The findings are a serendipitous discovery that sprang from Luban’s studies of HIV-1. Last year, Luban and colleagues reported the discovery that a human protein called SERINC5 inhibits HIV-1 (Nature 526:212), the virus that causes AIDS. William Diehl, PhD, a postdoctoral fellow at UMMS, wanted to know whether SERINC5 blocked viruses other than HIV-1. Though SERINC5 had no effect on Ebola virus, Dr. Diehl made an unexpected discovery: When compared with the ancestral Ebola virus glycoprotein that sparked the West African Ebola virus disease epidemic of 2013–16, Ebola virus glycoprotein mutants that appeared over the course of the epidemic were inherently better at entering human cells. One particular Ebola virus variant was more infectious then the others.

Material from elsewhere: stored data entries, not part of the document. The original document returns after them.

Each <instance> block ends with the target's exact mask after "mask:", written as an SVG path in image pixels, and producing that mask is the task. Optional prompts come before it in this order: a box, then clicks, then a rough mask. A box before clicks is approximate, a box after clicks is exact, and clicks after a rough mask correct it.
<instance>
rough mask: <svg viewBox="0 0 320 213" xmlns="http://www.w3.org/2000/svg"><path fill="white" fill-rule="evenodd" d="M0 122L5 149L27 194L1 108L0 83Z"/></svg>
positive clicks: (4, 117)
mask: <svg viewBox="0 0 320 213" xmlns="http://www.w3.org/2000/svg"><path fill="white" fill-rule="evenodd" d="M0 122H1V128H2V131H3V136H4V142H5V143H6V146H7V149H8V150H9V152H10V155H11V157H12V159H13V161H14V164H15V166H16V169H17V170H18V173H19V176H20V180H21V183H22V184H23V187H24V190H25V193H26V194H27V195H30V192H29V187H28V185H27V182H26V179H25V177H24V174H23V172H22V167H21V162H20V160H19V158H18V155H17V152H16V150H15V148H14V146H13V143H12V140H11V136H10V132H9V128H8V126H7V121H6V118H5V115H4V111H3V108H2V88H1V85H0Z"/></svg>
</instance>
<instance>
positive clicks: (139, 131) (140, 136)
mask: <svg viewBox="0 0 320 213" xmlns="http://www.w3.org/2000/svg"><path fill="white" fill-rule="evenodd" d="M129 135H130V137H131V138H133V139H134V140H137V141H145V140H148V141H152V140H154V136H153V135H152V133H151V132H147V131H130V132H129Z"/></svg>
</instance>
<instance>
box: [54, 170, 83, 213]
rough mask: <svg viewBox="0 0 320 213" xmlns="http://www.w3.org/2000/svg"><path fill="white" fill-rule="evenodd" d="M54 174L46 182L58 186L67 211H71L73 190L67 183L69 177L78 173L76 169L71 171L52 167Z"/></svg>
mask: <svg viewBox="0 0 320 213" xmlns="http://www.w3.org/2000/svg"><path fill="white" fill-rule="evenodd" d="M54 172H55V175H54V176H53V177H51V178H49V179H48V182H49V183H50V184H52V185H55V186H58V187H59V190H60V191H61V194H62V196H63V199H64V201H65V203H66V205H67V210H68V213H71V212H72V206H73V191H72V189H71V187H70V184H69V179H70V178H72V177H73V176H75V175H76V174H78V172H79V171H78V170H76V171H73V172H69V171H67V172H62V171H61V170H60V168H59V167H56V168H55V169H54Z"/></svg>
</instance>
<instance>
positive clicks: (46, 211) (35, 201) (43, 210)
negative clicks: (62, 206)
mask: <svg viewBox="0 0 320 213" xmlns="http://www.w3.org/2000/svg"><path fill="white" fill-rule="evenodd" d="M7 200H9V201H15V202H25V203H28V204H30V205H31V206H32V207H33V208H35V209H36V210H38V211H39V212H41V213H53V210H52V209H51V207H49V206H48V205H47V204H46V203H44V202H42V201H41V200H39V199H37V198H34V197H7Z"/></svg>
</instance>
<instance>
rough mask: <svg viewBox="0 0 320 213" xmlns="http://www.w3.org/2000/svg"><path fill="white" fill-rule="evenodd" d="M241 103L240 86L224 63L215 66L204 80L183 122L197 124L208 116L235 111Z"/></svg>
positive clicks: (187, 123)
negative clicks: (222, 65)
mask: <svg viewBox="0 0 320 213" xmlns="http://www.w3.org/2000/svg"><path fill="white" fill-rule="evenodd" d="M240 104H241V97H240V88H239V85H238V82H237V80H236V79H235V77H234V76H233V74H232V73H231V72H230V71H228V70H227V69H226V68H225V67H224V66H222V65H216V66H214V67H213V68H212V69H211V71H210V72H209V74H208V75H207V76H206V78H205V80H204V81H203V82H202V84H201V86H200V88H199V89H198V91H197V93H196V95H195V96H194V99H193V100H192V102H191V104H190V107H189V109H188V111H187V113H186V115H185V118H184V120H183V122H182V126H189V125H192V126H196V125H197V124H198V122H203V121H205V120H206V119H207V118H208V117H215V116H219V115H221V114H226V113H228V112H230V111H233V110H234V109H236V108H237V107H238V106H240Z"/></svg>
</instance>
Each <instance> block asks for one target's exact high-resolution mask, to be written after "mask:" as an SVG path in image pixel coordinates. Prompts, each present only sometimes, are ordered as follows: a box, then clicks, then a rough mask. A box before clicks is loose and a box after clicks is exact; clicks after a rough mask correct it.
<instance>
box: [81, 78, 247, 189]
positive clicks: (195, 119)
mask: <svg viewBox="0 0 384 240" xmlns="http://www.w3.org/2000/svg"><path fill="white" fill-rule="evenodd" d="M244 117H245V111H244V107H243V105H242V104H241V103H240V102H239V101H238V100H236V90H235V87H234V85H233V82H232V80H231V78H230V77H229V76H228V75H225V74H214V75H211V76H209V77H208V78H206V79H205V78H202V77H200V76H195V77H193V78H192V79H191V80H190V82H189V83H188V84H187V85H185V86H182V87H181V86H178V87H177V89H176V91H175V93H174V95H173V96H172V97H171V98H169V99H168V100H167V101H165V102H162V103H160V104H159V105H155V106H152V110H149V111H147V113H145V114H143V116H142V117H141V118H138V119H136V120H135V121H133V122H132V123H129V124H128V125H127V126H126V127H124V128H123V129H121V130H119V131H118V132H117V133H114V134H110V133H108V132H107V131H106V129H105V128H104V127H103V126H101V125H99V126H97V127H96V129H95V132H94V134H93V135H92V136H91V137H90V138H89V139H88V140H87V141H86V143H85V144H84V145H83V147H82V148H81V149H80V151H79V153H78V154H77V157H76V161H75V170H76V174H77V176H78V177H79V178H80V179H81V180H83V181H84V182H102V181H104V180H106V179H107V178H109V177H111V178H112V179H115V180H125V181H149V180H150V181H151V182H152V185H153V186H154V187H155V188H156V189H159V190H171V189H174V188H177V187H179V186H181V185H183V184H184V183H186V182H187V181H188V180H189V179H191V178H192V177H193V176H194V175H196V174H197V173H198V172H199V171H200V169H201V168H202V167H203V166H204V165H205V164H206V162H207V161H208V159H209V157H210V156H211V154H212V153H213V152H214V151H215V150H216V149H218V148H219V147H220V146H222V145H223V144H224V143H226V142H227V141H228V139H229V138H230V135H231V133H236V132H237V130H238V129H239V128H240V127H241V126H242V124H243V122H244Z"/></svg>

“We really wanted to know what was so special about this one particular mutant,” said Diehl.

Previous outbreaks of Ebola virus disease have stopped after a few hundred cases. The 2013–16 Ebola virus disease outbreak resulted in more than 28,000 cases with more than 11,000 deaths. The authors sorted through the large catalogue of Ebola virus genome sequences that had been isolated from victims of the epidemic. One particular mutation was found that arose early during the epidemic, before the number of cases began skyrocketing, and quickly dominated the epidemic. This mutation, GP-A82V, changes the glycoprotein that the Ebola virus uses to enter cells. Indeed, GP-A82V is precisely the mutation with increased infectivity that first attracted Diehl’s attention. The findings of Diehl, Luban and colleagues suggest that this Ebola virus mutation may have contributed to the unprecedented scale of the West African Ebola virus disease epidemic.

The authors extended their findings by demonstrating that GP-A82V increases the ability of the Ebola virus to enter cells from humans and other primates, but not cells of other mammals. A companion paper in the same issue of Cell, from Jonathan Ball, PhD, of the University of Nottingham, and colleagues, shows that GP-A82V even decreases the ability of Ebola virus to enter cells from fruit bats, the presumptive animal reservoir for Ebola virus. These observations suggest that GP-A82V is an adaptation that was selected for when the virus spilled over from bats to humans.

“Epidemiologists knew that the GP-A82V mutation had appeared early and that it rapidly dominated the epidemic,” said Luban. “But the GP-A82V is a subtle change that does not score in computer algorithms and, from the perspective of a molecular biologist, it seemed unlikely that it would have significant effects on the ability of the virus to infect people and cause disease.”

“There was this belief that Ebola virus essentially never changes,” said Dr. Andersen, a co-senior author of the study. “But this study tells us that a natural mutation in Ebola virus—which occurred during an outbreak—changed infectivity of human cells.”

The experiments reported in the two Cell papers were completed with isolated genes cloned from the Ebola virus; the effect of GP-A82V on fully infectious Ebola virus awaits confirmation in highly secure BSL4 laboratories. In additional experiments, the researchers are attempting to better understand how this mutation boosts the Ebola virus’ ability to enter human cells. One hypothesis is that the mutation changes the packing of amino acids in the receptor binding domain, such that the dynamic changes needed for the Ebola virus to fuse with the human cell are carried out more efficiently.